If you are into coding, you could change the code to only take beams (paths in the lm) that have a certain percentage or match some other criteria and return UNK otherwise. It is just not how beam search currently works.

That sounds like a good approach, I’ll see what I can do. Once again, thank you for your help :slight_smile:

Several people have already built small vocabulary command and control systems on top of DeepSpeech (and talked about it on this forum), so I don’t know what leads you to this impression.

Could you give more details what problems you ran into with the simplest approach? Basically your first approach, but without --interpolate_unigrams, and maybe use lm_optimizer.py as well to eliminate the possibility of having particularly bad hyperparameters out of bad luck.
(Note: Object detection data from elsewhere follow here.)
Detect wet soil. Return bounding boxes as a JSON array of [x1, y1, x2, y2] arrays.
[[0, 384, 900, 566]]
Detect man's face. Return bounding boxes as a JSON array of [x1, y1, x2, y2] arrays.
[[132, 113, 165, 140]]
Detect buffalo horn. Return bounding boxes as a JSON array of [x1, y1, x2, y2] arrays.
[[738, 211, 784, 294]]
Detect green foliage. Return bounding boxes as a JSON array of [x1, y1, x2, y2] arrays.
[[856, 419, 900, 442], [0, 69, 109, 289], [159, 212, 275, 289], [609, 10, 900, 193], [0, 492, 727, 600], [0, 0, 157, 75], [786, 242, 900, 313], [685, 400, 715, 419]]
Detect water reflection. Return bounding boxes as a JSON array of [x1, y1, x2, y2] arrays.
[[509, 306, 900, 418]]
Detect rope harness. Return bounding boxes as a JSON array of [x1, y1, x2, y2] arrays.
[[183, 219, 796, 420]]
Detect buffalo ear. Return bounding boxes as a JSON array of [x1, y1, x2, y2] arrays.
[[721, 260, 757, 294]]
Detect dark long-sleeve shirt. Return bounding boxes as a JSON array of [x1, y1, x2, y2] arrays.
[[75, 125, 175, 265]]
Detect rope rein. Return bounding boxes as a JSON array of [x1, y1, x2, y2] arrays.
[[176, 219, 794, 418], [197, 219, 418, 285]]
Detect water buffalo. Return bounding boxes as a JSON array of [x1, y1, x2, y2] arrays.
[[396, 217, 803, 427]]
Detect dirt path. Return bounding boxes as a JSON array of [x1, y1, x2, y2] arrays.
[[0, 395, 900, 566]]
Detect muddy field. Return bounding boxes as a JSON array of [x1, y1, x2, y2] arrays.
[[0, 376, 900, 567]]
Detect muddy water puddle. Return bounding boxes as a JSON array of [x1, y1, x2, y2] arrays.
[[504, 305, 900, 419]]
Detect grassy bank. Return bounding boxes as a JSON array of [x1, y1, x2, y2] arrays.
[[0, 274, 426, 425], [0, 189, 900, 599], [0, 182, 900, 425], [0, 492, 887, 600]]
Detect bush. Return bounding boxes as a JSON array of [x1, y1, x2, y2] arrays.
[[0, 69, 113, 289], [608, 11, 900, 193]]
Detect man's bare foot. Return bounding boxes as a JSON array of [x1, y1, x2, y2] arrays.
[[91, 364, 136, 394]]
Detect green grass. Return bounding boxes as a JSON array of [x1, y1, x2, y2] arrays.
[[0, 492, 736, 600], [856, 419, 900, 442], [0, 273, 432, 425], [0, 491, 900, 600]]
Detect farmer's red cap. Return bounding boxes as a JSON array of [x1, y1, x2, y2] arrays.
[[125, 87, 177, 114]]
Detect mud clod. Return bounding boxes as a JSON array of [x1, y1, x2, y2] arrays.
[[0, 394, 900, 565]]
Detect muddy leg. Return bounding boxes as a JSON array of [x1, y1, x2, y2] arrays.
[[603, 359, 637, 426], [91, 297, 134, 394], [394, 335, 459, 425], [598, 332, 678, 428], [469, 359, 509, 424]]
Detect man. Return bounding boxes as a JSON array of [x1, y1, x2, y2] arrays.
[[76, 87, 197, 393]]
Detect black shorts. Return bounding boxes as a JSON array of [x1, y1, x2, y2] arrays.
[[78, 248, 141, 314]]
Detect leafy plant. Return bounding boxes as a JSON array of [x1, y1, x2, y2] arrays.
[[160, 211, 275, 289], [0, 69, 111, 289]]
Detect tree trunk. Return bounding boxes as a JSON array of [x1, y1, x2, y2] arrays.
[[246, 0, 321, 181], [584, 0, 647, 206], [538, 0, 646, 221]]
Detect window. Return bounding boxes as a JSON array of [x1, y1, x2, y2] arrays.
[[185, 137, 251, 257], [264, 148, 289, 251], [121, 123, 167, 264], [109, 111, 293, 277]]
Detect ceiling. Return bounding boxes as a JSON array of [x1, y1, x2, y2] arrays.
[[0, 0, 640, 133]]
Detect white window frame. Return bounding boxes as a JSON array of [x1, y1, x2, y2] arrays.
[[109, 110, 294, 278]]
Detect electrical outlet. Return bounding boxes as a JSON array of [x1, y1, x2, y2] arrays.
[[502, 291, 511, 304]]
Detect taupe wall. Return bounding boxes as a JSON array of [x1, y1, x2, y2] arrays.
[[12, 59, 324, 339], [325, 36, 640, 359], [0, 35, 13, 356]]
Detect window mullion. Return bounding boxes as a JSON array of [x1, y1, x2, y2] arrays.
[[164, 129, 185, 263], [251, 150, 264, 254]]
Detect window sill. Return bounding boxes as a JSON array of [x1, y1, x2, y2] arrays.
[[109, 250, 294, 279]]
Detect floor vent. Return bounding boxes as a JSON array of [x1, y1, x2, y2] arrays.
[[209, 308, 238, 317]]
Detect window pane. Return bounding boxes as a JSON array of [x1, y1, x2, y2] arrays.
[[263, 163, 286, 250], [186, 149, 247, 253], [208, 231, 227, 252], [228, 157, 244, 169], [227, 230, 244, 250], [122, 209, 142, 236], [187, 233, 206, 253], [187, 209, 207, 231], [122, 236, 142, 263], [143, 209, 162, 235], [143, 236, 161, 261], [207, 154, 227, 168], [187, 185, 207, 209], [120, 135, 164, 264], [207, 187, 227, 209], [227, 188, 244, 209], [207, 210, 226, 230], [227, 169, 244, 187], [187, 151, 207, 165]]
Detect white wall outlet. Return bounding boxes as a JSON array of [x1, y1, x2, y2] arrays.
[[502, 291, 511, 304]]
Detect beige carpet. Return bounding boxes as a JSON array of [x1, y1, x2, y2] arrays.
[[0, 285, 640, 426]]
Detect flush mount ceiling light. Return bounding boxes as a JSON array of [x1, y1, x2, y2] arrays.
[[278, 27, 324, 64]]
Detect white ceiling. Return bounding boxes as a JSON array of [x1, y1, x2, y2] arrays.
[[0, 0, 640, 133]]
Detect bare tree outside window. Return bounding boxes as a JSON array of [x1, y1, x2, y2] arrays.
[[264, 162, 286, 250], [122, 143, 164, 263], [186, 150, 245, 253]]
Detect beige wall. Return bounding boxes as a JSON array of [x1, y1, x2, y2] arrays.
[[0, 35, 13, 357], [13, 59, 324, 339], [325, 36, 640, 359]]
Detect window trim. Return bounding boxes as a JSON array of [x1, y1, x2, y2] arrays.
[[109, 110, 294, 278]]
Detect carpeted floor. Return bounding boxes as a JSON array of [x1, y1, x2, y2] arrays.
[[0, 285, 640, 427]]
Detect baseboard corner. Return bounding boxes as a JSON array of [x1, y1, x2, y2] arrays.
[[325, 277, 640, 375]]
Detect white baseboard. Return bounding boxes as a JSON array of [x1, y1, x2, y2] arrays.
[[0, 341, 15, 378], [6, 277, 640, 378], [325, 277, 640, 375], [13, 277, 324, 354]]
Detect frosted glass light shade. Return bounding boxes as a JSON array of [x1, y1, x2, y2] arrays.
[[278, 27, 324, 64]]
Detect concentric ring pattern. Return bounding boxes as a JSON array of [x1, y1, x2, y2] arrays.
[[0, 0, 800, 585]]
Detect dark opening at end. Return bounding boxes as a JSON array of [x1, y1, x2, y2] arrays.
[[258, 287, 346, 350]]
Sorry Reuben, it’s just my expectations and understanding of things that was wrong, I didn’t want to be impolite.
I read the related topics, but I would expect an engine that’s suitable for command and control application to have a built-in way to indicate that it can’t recognize a valid command. I.e. if the output of transcription (before being processed and corrected by the language model) can’t be fit into the words inside the vocabulary with certain confidence, it should be discarded as out of vocabulary.
I think I will just use the information I have already described - if the recognized output is just a bag of unigrams instead of a full phrase from the training corpus, I will label it as out of vocabulary.

Also, I wasn’t aware of the method sttWithMetadata() Python method which returns the confidence scores for transcriptions, so it’s helpful for my purposes. Now stuff looks better to me, I do apologize for not noticing earlier.

@reuben I thought the confidence value is only a measure of the acoustic model, so it shouldn’t change for different language models or how do they relate?

Better late than never :slight_smile: For future reference, the confidence score in the metadata reflects the result of the beam search and therefore measures both the acoustic model and the language model.